Mohammad Donyavi (1942 Sari, Iran - 1995 Sari, Iran) was an Iranian musician, vocalist and poet. He is considered one of the most influential traditional Mazandarani vocalists of his time. He started his music when he was very young. In 1958, he moved to Tehran and started his journalist career for Mazandarani press. He also collaborated with Mazandaran radio stations. Donyavi learned tonbak from Nasser Farhangfar and Mohammad Esmaili.

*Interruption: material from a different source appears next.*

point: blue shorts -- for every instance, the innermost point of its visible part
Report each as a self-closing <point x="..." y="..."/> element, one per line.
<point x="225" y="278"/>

In 1970, he returned to Sari and continued producing programs for the local radio stations. During those years, he produced his famous works Golnesa, Biyamo Bahaar, Shoope, and many other. He also learned literature and poetry from Gholamreza Kabiri. Maziar and Kooch are some of his poems.
In his free time, he used to sing vocals on Molana and Mehdi Akhavan Sales's poems. He was working on Nima Yooshij's Mazandarani poems when he was diagnosed with cancer. In December 1994, a tribute ceremony was held for him in Radio Sari for his great influence on traditional Mazandarani music. Donyavi died of his illness in January 1995.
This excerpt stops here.